The following success rates were observed between the two groups:

  • Women with untreated hydrosalpinx had a pregnancy rate of 19.67 percent versus 31.2 percent for women with other types of blockages (the control group).
  • Implantation rates were 8.53 percent for women with untreated hydrosalpinx compared to 13.68 percent in the control.
  • Delivery rates for women with untreated hydrosalpinx were 13.4 percent versus 23.4 percent for women with other types of blockage.
  • Women with untreated hydrosalpinx saw higher rates of early pregnancy loss — 43.65 percent — versus 31.11 percent for the control group.

What treatment options are available?

There are several treatment options you may try if you have one or more tubes affected by hydrosalpinx. Your doctor should be able to help you determine which type of treatment will best help with your unique case.

Surgery to remove affected tube(s)

The surgery to remove the affected tube or tubes is called laparoscopic salpingectomy. This procedure is often a keyhole surgery, though it may also be done more traditionally through the abdomen.

In the salpingectomy, the entire length of the fallopian tube is removed.
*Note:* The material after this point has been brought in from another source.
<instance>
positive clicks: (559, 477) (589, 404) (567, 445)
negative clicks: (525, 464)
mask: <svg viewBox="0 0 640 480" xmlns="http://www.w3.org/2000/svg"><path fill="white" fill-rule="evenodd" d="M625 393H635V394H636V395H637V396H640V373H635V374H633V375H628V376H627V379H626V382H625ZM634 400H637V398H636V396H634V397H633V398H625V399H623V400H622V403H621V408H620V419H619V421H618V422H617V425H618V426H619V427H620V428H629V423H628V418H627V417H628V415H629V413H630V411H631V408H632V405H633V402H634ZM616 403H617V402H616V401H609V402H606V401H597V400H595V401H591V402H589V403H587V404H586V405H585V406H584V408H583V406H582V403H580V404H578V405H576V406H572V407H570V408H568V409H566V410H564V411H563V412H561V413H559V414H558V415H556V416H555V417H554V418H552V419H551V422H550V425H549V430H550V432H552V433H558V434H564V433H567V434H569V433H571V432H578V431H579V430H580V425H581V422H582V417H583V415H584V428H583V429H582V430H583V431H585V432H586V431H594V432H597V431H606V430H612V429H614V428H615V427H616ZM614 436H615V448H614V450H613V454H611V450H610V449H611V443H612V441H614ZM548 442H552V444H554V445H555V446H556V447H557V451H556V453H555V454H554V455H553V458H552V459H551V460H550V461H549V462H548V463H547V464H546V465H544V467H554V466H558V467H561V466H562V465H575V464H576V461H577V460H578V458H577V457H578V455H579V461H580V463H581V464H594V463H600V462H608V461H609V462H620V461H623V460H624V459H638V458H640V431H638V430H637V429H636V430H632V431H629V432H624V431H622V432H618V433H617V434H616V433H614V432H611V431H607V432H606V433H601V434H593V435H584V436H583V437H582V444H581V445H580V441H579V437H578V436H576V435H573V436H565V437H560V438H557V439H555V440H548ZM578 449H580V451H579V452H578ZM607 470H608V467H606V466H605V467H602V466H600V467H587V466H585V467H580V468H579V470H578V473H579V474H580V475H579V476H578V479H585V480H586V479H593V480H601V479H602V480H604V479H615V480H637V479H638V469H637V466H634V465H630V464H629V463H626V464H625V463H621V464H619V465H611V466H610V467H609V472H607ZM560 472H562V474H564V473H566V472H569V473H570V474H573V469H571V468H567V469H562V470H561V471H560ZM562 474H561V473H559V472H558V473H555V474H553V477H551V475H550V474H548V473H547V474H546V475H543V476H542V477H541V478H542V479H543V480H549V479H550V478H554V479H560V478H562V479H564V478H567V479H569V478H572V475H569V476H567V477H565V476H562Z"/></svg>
Some doctors shy away from this treatment because it may affect the blood supply to the ovary. Without good blood supply, the ovarian function may be impaired and cause issues with IVF. Regardless, this is considered the typical treatment approach.

Sclerotherapy

For a less invasive approach, you might consider sclerotherapy. This treatment is done with an ultrasound and may be as effective as surgery, at least according to recent research.

It’s performed by first aspirating the fluid from the tube. To do this, the tube is injected with a certain solution that irritates it. In response, the tube swells shut and pushes out additional fluid buildup.

While this treatment has a faster recovery time than surgery, more research is needed. Some research has suggested that there is a higher chance that the hydrosalpinx will recur with sclerotherapy versus surgery.

Repairing the blocked tube(s)

For some tube issues, repairing the blockage can help. One procedure is called laparoscopic salpingostomy. The affected tube is opened to drain the fluid through a small incision. The tube is then clipped to stop any fluid from leaking into the uterus. While this approach does save the tube, it isn’t necessarily recommended for hydrosalpinx because the fluid often builds back up again.

IVF after treatment

After treatment, you may want to talk to your doctor about pursuing IVF to get pregnant.

IVF takes around two weeks to complete for each cycle. The first step is taking injectable hormones and medications to mature your eggs, prevent premature ovulation, and prepare the lining of your uterus.

A few days after your last injection, your doctor will retrieve your eggs. They’ll use an ultrasound probe to guide a very thin needle to the eggs for removal.

After removal, the eggs are fertilized to create embryos using your partner’s sperm. This can be done through either a fresh or frozen sample. In the last step, the fertilized embryos are transferred into your uterus using a catheter.

If the cycle is a success, you should see a positive blood test 6-10 days after the transfer.

Success rates with IVF after having hydrosalpinx treated with laparoscopic salpingectomy or sclerotherapy may be as high as 38-40 percent.

Outlook

Your ability to get pregnant with a hydrosalpinx will vary depending on the severity of your blockage and your treatment choice. Without treatment, pregnancy is possible, but chances of complications, like miscarriage, are higher. With treatment, the outlook is much better, especially with IVF.

Current research suggests that both salpingectomy and sclerotherapy have similar success rates when combined with IVF. Your doctor is your best resource for information about your specific case and can help guide you to the treatment option that may work best for you.